New research sheds light on origins of social behaviors

Male fruit flies don’t usually like each other. Socially, they reject their fellow males and zero in on the females they discern via chemical receptors – or so scientists thought.

New research from Cornell biologists suggests the fruit fly’s visual system, not just chemical receptors, are deeply involved with their social behaviors. The work sheds light on the possible origin of differences in human social behaviors, such as those seen in people with bipolar disorder and autism.

The paper, “Visual Feedback Neurons Fine-tune Drosophila Male Courtship via GABA-mediated Inhibition,” published Sept. 5 in Current Biology.

Many species of animals use vision to regulate their social behaviors, say the researchers, but the underlying mechanisms are largely unknown.

In fruit flies, vision is thought to be used explicitly for motion detection and following an object, not to regulate social behaviors. But the researchers found that may not be the case.

“In our study, we found that hyperactivating the visual system overran the inhibition generated by chemical signals emitted by the male fly to say to the other male, ‘I’m another male – don’t mess with me,’” said senior author Nilay Yapici, assistant professor of neurobiology and behavior and Nancy and Peter Meinig Family Investigator in the College of Arts and Sciences. “Surprisingly, increasing the visual gain in the brain somehow overrides the chemosensory inhibition, attracting male flies to other males.”

The researchers found that altering the GABARAP/GABAA receptor signaling in visual feedback neurons in the male brain affected the flies’ social inhibitions. When GABARAP is knocked down in the visual system, the males unexpectedly exhibit increased courtship toward other males.

The researchers have found that genes similar to those in the human brain control the fruit fly’s visual neurons.

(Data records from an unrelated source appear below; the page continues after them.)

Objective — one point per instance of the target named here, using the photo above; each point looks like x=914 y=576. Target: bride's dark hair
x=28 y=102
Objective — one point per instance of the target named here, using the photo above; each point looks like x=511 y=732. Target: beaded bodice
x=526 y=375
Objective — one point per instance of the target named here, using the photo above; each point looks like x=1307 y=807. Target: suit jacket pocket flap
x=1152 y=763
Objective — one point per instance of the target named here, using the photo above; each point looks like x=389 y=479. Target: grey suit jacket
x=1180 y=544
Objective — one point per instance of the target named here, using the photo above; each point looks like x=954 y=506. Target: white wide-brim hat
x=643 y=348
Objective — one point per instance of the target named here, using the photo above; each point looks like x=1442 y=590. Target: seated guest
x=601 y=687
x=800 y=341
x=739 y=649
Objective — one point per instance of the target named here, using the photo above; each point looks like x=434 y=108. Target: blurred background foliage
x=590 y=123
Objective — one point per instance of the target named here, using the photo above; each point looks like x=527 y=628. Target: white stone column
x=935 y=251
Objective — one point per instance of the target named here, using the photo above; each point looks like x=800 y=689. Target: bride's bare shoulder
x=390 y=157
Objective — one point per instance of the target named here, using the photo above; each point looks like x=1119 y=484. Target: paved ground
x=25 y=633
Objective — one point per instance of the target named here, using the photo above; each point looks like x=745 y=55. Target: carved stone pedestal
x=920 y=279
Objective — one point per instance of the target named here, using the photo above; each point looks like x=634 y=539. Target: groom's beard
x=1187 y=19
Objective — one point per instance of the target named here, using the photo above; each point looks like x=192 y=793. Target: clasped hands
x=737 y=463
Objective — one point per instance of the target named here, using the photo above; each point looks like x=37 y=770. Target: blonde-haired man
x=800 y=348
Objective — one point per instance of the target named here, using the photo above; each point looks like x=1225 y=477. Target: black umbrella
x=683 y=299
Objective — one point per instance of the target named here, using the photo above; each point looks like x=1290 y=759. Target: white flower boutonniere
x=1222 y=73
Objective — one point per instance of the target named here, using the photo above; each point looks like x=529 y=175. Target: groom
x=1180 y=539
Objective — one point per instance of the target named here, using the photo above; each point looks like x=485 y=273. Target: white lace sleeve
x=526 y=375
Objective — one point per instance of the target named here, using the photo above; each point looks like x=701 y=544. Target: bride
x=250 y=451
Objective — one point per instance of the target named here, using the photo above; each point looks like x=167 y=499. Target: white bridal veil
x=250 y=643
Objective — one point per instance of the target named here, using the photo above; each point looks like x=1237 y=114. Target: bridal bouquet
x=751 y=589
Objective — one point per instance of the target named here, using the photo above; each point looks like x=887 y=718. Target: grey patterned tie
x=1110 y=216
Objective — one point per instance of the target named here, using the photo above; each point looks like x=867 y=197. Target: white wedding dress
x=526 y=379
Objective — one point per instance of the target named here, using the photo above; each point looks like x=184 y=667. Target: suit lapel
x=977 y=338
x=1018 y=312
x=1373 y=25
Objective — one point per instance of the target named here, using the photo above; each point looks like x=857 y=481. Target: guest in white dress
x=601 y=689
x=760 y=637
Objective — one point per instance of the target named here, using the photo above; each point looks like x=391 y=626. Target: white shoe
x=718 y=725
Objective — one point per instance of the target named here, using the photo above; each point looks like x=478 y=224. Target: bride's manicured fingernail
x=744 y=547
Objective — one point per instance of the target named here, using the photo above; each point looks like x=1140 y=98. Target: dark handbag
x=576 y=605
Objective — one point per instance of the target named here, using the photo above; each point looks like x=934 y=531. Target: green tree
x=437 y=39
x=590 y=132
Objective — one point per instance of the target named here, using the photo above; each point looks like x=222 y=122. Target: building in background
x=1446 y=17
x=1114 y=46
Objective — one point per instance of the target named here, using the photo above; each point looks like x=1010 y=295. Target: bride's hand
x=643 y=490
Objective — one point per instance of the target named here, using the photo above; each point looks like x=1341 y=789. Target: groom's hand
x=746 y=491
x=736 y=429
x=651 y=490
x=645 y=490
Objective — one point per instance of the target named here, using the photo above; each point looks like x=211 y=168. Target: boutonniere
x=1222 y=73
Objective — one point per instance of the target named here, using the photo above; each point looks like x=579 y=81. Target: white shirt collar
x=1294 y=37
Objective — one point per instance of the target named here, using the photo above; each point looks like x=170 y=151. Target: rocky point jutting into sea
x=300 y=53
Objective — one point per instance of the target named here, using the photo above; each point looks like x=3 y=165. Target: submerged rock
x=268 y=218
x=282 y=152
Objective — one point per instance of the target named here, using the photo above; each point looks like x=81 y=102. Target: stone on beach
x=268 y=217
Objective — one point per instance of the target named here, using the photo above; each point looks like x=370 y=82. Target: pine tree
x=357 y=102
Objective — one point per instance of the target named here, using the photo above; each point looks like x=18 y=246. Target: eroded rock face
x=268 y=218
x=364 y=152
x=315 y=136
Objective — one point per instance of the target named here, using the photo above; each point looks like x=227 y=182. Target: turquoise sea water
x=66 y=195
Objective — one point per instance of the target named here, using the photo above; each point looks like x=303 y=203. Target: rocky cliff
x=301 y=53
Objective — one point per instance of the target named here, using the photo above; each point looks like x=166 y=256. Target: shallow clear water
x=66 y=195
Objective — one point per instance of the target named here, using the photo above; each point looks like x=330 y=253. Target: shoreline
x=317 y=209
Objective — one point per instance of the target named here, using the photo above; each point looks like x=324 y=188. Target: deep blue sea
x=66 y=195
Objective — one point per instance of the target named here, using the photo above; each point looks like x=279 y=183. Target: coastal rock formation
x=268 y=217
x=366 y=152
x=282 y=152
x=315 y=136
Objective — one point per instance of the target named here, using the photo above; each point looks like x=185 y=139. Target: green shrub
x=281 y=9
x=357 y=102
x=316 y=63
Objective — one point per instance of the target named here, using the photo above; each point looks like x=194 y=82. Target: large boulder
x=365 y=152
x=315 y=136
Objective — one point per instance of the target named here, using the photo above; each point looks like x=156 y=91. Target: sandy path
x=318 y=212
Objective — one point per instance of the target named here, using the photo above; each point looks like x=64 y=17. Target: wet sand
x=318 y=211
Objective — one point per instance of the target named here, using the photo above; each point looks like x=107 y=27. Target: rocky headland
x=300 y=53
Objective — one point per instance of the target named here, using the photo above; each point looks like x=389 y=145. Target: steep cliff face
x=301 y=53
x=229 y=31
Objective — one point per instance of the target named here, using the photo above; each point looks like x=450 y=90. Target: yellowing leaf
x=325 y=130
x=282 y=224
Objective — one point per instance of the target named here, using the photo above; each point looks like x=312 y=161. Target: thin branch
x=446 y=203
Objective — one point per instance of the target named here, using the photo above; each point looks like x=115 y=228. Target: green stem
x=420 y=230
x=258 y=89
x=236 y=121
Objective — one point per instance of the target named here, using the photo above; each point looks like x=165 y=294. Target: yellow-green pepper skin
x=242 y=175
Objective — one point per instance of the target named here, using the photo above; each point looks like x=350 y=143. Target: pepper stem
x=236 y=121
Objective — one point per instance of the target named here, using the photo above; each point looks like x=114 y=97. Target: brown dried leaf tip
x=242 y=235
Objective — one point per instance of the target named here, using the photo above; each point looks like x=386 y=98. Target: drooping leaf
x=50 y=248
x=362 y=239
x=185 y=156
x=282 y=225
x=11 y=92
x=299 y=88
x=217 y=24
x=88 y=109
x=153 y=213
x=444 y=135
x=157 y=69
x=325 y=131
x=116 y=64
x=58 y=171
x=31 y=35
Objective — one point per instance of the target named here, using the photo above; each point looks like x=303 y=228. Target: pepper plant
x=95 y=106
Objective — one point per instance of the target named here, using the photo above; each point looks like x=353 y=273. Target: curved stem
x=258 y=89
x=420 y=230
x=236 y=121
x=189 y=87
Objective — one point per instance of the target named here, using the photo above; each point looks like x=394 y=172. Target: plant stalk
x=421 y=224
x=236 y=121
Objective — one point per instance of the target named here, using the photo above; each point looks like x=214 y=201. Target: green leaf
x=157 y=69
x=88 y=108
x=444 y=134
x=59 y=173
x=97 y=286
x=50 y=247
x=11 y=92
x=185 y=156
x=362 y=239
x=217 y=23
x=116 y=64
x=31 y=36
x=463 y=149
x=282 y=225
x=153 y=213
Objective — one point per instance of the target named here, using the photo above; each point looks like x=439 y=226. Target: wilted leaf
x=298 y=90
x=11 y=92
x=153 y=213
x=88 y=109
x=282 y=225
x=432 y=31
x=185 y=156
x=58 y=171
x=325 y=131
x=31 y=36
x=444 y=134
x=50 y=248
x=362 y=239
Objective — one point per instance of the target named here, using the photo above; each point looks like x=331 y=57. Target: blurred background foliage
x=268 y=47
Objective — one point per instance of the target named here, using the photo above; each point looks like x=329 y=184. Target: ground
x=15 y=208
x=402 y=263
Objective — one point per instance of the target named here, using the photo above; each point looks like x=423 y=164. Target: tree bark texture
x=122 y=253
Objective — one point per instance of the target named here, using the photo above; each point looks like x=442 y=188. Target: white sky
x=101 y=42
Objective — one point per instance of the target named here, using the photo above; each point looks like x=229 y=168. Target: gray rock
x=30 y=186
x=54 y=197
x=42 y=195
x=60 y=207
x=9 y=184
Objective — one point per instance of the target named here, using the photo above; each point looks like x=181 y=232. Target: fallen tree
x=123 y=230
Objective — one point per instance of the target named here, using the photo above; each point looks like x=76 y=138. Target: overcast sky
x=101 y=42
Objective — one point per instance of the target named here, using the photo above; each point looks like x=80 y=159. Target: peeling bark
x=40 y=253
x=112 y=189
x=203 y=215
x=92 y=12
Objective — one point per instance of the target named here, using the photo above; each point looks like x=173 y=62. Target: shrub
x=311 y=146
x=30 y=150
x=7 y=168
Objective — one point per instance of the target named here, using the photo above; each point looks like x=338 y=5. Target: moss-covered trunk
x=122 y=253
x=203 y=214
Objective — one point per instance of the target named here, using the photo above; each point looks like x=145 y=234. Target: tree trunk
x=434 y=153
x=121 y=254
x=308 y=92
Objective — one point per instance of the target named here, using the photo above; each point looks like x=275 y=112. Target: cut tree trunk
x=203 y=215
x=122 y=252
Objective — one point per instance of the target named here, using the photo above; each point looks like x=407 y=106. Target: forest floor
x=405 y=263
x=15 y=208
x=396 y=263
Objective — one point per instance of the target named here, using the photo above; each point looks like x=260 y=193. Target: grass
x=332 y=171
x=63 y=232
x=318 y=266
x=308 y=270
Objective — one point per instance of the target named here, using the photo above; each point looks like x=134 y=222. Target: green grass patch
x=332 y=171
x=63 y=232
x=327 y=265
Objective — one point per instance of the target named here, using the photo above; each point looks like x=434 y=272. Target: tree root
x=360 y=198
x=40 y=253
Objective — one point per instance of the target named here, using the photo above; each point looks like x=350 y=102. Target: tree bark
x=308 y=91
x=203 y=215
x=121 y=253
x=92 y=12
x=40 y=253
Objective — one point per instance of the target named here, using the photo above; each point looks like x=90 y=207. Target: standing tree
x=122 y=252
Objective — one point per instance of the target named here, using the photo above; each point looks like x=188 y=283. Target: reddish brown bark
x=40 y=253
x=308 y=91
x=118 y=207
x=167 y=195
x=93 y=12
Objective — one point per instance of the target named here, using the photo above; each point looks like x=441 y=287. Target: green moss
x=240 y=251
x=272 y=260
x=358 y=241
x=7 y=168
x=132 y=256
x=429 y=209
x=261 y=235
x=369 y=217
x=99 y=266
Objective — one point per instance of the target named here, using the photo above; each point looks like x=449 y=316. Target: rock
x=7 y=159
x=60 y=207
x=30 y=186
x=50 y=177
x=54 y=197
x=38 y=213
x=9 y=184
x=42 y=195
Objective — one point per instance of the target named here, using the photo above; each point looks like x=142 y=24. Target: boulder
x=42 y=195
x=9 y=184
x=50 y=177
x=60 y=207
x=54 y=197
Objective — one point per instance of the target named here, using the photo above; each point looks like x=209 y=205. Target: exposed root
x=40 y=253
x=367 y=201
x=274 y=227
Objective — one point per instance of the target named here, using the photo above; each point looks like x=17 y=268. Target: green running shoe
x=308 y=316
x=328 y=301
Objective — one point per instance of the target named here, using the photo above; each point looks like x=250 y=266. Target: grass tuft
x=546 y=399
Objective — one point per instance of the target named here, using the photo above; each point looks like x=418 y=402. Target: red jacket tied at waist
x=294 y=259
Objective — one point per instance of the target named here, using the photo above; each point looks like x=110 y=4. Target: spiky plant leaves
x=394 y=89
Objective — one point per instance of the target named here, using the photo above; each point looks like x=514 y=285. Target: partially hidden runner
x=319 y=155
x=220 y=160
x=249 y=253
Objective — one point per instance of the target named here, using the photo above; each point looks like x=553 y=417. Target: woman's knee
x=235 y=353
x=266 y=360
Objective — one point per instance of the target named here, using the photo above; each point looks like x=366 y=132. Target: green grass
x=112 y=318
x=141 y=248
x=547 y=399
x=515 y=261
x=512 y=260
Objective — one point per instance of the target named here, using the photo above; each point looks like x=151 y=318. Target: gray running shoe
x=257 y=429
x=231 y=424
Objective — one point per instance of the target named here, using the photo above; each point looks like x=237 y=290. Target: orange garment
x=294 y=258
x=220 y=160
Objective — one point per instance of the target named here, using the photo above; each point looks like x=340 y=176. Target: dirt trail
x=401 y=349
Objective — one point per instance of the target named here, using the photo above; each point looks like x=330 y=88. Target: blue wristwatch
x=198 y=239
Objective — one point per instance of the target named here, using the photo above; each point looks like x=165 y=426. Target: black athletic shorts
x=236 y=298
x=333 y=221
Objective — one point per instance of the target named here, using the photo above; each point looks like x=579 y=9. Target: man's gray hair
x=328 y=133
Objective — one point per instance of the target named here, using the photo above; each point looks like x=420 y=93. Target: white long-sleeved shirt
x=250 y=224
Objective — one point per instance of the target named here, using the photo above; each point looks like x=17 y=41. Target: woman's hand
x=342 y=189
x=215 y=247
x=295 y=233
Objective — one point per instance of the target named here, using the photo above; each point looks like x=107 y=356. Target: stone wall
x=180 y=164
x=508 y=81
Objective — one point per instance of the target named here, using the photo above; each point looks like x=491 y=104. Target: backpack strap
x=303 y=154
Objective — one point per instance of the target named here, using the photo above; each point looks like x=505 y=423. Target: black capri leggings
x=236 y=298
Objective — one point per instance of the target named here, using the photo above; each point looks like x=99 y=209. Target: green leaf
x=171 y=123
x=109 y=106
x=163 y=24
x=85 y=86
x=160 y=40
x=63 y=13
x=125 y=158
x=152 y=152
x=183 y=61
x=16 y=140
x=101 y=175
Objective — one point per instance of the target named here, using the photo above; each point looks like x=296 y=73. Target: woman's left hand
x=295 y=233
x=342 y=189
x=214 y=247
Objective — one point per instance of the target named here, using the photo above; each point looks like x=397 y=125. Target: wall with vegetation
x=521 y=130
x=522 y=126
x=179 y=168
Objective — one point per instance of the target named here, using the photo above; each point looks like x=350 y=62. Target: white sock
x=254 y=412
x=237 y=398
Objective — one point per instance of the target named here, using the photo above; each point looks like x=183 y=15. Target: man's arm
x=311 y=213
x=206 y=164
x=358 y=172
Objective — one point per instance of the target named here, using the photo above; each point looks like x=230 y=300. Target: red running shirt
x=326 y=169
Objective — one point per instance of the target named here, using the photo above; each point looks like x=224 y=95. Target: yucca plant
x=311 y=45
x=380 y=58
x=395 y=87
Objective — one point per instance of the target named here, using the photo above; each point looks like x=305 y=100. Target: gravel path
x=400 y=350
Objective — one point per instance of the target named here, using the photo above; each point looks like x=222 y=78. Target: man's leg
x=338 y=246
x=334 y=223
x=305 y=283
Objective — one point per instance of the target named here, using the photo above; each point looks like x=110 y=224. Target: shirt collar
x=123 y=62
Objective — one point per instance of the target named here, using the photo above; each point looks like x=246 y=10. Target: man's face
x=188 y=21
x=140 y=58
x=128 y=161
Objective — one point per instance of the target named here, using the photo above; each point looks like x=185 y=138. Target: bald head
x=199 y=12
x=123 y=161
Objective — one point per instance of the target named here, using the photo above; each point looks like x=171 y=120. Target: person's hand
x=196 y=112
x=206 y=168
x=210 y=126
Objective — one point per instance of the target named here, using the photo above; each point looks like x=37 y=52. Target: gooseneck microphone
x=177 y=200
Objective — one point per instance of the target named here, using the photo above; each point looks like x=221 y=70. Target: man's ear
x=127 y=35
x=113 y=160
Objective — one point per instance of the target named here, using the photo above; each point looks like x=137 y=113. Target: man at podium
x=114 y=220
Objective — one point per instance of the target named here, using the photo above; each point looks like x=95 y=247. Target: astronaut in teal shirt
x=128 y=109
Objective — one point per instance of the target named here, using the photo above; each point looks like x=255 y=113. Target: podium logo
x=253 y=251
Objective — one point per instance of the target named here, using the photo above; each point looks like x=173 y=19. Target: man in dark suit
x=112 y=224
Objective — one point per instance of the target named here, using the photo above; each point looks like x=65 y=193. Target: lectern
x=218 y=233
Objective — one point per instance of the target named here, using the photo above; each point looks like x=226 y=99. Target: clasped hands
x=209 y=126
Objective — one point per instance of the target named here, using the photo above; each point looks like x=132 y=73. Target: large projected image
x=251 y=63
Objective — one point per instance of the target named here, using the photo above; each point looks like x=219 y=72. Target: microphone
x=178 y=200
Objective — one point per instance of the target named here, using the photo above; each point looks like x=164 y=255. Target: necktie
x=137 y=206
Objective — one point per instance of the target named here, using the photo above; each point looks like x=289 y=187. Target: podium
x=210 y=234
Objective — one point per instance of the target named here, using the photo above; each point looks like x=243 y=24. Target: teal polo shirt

Decreasing GABA signaling in the human brain has been associated with social withdrawal characteristics in conditions such as autism and schizophrenia.

“Our results offer a promising avenue for investigating how these proteins regulate social behaviors in the mammalian brain and their potential contribution to human psychiatric conditions,” said lead author Yuta Mabuchi, Ph.D. ’23.

Because the fly brain is so much smaller than the human brain – only 150,000 neurons – it was possible for the researchers to identify the visual neuron changing the fly’s behavior and trace it to the central circuits that regulate fly social behaviors.

To find the gene, the researchers conducted a genome-wide RNA screen, knocking out each of the fly’s genes in the fly brain to see what effect it would have on its social behaviors. The GABARAP gene stood out because of its surprising impact on the male’s social interactions – though it took two years of painstaking work before Mabuchi could identify which neurons were required for GABARAP to regulate male behavior.

Mabuchi then used two-photon microscopy to trace the neurons affected by the gene and identify the entire circuit. Altogether, Yapici said, it took Mabuchi almost six years of “elegant experiments” to uncover the whole mechanism.

“Our lab studies how behaviors are generated and regulated in the brain on the level of genes and circuits,” Yapici said. “We mainly study innate behaviors in flies to investigate how an animal is born with the capacity to execute certain behaviors that aren’t learned, and we try to understand how neural circuits and genetic mechanisms regulate these behaviors.”

Other co-authors include doctoral candidate Xinyue Cui; Lily Xie ’21; Haein Kim, a postdoctoral researcher in neurobiology and behavior; and Tianxing Jiang ’20, M.Eng. ’21.

The research was supported by a Pew Biomedical Scholar Award, an Alfred P. Sloan Foundation Award and a National Institutes of Health grant.

Linda B. Glaser is news and media relations manager for the College of Arts and Sciences.